The sequential growth was lower than originally forecasted 7.9%. For that IDC Taiwan attributed to the delayed shipments of models adopted Intel`s Centrino 2 Montevina platform and negative factors resulted from poor global economic performance.
The production value of local notebook PC industry reached US$14.81 billion, up 38.5% from a year earlier, thanks to increasing demand volume, though the unit price of such product has been declining.
IDC Taiwan pointed out that the local notebook PC line was expected to maintain a strong growth momentum similar to the first quarter into the second quarter, but the delayed delivery of Montevina platform-equipped models (to the third quarter) deterred the expected shipment growth during the platform generation-change period. In addition, the market intelligence firm said, the fuel prices hit a 10-year-high in the second quarter while the regional inflation problems both affected the market demand.
Helen Chiang, research manager, PC & Peripherals Group of IDC Taiwan, reminded that in addition to the delayed demonstration of the new Montevina-platform models, the downstream demand should also be cared. The United States market is still suffering impacts from the sub-prime financial crisis, while the contract production rates by Taiwan suppliers for major European notebook PC brands are decreasing, she explained.
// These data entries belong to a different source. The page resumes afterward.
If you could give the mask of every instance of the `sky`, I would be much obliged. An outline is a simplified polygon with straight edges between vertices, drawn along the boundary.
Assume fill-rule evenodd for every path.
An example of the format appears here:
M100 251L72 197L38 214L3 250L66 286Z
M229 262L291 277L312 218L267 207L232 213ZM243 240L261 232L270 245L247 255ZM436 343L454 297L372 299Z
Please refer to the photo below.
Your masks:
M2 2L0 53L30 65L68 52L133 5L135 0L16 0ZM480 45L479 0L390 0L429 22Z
Chiang also added that tight supply of battery cores did not disappear in the second quarter, hampering the shipments of some second-class notebook PC makers. Another notable problem is the IMR (in-molding roller) technology shortages at local makers in the third quarter.
In the second quarter, the top-five notebook PC ODMs (original developer manufacturers) in Taiwan together shipped 25.33 million units, accounting for 90.5% (compared with 89.9% in the first quarter) of the overall shipments. The top nameplates, in sequence, included Quanta Computer Inc. Compal Electronics Inc., Wistron Corp., Inventec, and Pegatron Corp. (formerly Asustek Computer Inc.).